Nicolson’s prose flows from a precise and seemingly inexhaustible quality of attention. A delighted awe energizes the writing, whether he’s describing a starfish’s arms – “sugar-crusty as an Eccles cake” – or comparing the tide to “a dog nosing in the shallows.” Mixed into these poetic and playful descriptions are photos and sketches of the tide pools and their inhabitants, like pages from a naturalist’s journal. Nicolson is interested in every facet of life in the intertidal zone, invoking literature and science and philosophy (at times with page-long quotations), with a density of detail that can occasionally stretch the patience of the reader.

He engages in the Adamic vocation of naming. We learn that the scientific identity of a sand hopper (Orchestia gammarellus) means the “little shrimp-like dancer,” as well as meeting prawns (whose Latin name means “miniscule adventurers”), winkles (“the shorey shore-things”), crabs, and anemones. He gives pages and pages to each tide pool inhabitant, narrating their dramas like epic stories. He challenges notions of what constitutes consciousness by exploring forms of animal knowledge that are beyond human understanding.
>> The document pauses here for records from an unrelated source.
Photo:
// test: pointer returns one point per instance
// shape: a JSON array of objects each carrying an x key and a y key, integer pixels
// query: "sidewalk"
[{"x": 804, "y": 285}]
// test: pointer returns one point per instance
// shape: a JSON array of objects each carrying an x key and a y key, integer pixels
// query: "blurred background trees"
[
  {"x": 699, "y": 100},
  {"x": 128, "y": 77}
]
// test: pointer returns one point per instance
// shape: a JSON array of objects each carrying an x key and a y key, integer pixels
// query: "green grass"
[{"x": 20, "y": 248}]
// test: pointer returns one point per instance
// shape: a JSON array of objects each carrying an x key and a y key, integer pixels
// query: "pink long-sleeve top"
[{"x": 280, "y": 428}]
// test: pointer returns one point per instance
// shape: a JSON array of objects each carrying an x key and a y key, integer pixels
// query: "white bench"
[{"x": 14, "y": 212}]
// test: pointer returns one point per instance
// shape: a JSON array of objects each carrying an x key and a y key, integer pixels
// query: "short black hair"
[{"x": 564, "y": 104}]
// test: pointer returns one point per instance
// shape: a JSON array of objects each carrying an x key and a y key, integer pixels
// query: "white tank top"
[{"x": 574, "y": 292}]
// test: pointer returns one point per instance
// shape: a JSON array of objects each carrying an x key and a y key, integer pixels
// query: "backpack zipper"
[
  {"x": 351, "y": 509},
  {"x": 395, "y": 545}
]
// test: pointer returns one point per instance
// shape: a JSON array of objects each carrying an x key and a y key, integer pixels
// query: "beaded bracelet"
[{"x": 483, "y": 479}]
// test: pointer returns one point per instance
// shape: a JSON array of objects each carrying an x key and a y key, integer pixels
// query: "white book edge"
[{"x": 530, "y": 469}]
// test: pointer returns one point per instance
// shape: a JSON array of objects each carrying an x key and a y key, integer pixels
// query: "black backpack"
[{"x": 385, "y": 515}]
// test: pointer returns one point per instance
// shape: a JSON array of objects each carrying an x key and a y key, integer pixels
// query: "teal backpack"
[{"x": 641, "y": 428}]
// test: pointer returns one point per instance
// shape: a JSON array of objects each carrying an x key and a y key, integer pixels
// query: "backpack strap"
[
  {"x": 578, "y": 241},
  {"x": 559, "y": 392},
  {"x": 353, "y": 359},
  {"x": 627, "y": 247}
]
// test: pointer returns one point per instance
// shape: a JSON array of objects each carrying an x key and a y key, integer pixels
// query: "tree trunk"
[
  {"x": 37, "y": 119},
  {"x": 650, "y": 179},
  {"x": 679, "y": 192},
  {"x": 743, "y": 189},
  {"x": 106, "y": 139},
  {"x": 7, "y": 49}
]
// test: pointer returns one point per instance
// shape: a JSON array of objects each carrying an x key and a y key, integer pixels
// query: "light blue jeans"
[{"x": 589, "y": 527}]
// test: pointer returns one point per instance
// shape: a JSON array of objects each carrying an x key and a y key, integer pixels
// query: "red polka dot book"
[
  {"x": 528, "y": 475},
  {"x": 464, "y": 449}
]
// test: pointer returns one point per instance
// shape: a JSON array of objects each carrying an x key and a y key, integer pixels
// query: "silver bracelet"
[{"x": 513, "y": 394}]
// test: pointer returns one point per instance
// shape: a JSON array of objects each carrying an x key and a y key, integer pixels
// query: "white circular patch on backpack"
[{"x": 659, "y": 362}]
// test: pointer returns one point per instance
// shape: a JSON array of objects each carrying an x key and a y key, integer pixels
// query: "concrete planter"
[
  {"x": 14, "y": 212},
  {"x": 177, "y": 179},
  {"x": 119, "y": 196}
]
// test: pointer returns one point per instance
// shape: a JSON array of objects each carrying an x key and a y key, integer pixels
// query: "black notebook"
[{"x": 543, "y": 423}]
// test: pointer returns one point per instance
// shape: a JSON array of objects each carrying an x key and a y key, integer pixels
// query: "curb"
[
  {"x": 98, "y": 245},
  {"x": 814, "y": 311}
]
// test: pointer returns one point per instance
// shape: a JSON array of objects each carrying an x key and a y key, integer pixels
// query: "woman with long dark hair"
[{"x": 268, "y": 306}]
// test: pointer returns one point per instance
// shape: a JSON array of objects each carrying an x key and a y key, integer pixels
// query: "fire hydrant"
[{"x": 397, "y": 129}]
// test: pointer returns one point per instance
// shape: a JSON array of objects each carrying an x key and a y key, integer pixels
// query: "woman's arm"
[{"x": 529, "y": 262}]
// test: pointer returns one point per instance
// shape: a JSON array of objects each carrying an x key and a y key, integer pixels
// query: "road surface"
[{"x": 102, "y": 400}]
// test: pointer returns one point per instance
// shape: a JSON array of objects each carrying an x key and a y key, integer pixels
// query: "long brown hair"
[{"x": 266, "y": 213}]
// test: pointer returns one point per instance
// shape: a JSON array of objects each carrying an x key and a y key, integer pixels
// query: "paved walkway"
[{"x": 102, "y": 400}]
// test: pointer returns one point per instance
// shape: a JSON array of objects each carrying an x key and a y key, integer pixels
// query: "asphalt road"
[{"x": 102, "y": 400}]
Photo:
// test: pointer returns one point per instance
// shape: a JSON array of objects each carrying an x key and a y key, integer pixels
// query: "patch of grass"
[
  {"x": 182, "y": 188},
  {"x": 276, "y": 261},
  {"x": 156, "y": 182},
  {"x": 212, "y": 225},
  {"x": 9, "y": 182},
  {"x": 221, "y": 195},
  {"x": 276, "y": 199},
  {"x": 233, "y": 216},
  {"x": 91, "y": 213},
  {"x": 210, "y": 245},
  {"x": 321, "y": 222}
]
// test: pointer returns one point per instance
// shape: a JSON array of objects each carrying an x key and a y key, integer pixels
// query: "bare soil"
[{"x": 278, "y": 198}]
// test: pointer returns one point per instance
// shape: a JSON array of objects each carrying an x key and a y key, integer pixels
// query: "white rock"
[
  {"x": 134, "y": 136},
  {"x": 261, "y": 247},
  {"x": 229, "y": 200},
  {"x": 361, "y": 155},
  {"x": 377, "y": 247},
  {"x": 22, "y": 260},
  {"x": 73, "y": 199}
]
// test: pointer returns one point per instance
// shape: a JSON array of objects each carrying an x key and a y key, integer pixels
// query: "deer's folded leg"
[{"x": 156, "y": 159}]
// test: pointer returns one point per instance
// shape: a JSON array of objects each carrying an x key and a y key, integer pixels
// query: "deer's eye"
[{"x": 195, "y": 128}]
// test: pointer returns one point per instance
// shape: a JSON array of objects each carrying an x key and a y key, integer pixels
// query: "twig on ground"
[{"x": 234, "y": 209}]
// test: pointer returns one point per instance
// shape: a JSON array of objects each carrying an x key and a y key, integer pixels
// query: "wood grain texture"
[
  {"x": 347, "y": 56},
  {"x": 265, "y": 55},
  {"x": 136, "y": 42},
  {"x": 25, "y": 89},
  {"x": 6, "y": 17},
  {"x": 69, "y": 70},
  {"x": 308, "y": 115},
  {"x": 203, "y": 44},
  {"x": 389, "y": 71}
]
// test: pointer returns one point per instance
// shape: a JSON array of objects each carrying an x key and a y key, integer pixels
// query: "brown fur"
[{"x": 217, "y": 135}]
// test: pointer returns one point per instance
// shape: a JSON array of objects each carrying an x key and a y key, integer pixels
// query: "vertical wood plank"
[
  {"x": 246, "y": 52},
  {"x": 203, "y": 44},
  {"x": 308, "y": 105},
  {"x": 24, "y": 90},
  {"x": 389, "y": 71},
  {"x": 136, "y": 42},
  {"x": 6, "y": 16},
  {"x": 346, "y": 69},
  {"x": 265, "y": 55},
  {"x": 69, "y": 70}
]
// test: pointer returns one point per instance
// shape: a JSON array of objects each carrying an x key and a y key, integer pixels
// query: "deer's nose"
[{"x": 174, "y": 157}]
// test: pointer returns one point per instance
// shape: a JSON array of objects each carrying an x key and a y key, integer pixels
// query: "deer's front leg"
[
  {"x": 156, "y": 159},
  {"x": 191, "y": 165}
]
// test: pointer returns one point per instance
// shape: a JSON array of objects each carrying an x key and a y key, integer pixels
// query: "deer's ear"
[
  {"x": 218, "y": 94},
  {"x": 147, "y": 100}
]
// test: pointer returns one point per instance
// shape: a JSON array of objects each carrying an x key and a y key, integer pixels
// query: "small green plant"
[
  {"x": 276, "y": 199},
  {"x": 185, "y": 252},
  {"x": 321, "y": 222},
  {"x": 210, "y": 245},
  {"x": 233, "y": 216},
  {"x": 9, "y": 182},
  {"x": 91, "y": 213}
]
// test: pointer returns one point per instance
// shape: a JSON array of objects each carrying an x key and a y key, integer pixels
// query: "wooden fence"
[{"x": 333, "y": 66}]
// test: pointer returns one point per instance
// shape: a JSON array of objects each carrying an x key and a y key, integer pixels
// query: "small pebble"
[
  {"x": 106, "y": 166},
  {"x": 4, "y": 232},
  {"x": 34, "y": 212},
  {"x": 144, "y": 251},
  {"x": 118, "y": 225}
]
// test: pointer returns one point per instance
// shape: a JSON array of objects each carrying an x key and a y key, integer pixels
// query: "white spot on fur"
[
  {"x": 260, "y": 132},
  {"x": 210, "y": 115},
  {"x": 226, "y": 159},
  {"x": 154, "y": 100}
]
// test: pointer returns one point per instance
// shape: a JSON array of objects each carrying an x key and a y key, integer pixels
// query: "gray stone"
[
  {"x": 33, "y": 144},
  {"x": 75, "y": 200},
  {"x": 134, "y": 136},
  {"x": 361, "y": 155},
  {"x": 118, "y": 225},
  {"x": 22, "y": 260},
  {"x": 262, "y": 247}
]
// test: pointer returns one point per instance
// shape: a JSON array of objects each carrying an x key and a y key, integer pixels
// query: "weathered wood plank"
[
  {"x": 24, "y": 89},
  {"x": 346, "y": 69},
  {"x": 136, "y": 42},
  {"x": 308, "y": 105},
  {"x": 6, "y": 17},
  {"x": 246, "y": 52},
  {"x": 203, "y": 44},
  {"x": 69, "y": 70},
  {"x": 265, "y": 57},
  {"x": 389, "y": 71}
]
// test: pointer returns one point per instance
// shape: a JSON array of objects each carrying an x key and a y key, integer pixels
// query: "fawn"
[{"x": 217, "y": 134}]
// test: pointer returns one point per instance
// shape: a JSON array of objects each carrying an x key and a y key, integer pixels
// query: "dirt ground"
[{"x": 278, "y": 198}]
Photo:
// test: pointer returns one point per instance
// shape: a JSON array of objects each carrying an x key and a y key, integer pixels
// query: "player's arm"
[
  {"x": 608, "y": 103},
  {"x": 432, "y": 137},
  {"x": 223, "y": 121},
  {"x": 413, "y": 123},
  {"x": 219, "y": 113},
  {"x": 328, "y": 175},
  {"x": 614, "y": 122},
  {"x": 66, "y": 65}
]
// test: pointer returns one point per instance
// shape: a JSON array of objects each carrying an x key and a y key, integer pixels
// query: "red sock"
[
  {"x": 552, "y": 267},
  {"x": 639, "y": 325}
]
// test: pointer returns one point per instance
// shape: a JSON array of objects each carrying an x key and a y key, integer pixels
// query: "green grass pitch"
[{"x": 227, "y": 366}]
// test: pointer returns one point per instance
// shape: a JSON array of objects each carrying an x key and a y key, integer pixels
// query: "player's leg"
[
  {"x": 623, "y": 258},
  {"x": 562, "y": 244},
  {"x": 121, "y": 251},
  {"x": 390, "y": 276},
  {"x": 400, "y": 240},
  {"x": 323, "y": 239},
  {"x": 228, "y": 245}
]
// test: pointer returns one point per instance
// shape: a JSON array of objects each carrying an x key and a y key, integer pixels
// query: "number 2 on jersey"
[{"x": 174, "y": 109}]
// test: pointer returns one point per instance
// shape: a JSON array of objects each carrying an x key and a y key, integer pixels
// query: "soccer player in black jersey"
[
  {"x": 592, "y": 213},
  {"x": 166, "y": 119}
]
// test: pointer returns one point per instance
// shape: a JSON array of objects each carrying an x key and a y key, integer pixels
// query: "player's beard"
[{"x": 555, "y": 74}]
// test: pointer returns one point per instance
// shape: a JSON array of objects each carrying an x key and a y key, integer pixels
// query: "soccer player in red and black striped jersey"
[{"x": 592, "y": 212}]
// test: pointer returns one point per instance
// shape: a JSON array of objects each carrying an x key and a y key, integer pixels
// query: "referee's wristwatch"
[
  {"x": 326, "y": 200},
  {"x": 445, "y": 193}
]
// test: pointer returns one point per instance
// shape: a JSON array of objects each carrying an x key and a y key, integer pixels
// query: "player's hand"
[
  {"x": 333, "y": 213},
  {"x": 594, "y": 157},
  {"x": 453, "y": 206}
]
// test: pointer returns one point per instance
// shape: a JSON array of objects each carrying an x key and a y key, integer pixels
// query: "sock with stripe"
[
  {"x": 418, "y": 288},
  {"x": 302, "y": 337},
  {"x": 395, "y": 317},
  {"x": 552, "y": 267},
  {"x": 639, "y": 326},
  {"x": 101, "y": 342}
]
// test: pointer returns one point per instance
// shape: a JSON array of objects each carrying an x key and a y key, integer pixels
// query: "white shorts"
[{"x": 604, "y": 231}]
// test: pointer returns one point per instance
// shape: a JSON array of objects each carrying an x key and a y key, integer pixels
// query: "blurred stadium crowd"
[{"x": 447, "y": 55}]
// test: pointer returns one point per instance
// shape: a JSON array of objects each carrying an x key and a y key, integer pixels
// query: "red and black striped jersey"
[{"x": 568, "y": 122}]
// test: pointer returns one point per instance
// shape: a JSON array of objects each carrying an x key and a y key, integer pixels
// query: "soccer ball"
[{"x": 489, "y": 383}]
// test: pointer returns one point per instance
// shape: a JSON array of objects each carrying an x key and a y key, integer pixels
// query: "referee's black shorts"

Wonder permeates Life between the Tides. The book is a call to know and name the more-than-human world, and to be astonished at the universe contained in something as finite as a tide pool. Nicolson’s humility before the seashore and its inhabitants is a reminder of our own place in this cosmos. The book is an invitation to practice being with other members of an ecosystem and to wonder at all they can teach us. As Nicolson instructs readers after describing a sand hopper’s high-velocity, somersaulting leaps: be amazed.